It is appreciated that any suitable method may be employed for stair-climbing detection, including but not limited to performing all or any subset of the following operations, suitably ordered e.g. as follows:

    • a. Collect accelerometer data from plural e.g. 100 users climbing stairs, and from a similar number of users performing N other activities.
    • b Produce the repetitive pattern representation e.g. as described in co-owned US 2023/0137198 at inter alia.
    • c. train a classifier—e.g. three cyclic convolutional layers as described in co-owned, published US 2023/0137198 and a dense layer with a softmax activation with the size of N+1 at the end for each activity and typically one more for an unknown activity i.e. activity other than the known N+1 activities. The output which may be generated by the classifier is the estimated probability that each activity is the measured activity, or the estimated probability that certain accelerometer outputs were measured, while the user bearing the accelerometer was engaged in activity 1 vs. activity 2 vs . . . activity n vs. activity n+1.
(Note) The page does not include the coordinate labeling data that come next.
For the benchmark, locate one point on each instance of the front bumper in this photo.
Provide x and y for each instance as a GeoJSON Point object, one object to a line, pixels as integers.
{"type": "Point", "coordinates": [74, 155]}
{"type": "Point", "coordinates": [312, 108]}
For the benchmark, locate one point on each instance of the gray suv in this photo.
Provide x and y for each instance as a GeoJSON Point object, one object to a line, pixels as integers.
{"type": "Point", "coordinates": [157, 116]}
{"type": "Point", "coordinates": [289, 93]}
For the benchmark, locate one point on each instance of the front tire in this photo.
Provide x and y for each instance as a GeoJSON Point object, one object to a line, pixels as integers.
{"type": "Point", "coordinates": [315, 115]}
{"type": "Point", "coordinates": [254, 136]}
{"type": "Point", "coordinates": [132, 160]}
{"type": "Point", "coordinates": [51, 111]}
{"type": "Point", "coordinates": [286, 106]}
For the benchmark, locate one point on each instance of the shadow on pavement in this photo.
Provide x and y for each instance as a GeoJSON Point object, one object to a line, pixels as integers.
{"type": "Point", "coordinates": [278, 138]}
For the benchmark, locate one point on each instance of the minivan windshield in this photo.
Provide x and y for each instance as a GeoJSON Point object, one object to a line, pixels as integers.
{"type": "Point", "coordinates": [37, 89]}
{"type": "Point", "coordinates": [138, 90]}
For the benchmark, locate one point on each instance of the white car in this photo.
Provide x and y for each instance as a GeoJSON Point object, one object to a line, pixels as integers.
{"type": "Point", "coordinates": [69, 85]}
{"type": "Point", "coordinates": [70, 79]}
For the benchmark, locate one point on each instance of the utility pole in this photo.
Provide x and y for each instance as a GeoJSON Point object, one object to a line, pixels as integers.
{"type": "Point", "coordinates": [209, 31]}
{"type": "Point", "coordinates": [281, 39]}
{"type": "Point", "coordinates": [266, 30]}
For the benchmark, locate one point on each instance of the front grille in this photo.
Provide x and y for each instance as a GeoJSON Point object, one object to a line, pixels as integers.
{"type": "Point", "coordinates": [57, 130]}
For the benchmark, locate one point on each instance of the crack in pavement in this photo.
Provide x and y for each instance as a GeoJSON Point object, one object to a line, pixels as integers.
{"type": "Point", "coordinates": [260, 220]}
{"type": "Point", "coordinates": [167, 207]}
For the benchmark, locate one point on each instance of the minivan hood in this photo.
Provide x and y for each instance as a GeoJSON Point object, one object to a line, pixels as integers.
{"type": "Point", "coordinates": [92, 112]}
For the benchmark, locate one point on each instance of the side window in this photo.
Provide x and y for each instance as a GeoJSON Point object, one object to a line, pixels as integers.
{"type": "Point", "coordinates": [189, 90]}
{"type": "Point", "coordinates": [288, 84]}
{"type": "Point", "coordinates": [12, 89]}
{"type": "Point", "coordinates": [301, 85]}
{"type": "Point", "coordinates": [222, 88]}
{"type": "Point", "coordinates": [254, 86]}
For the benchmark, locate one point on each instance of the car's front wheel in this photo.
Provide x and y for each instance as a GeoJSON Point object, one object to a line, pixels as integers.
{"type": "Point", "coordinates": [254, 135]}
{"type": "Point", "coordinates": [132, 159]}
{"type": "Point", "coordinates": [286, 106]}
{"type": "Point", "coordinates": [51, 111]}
This classifier is useful to detect activities: for example, given four classes a b c d and the probabilities, the classifier answers “activity=d” each time the highest of the four probabilities is, say, the probability associated with class D. Typically, after softmax, it turns out that results include one cell/index closer to 1 and the others are almost 0, thus if results are very close to one another, e.g., four probabilities each one close to 25%, then typically the classifier answers that the activity is unknown, which may be in addition to the cell specified for the “unknown” category.


Stair-climbing detection may or may not be defined as an ML task, in the system herein.


It is appreciated that analysis of stair-climbing (say) may differ from analysis of another activity e.g. walking (even up a hill).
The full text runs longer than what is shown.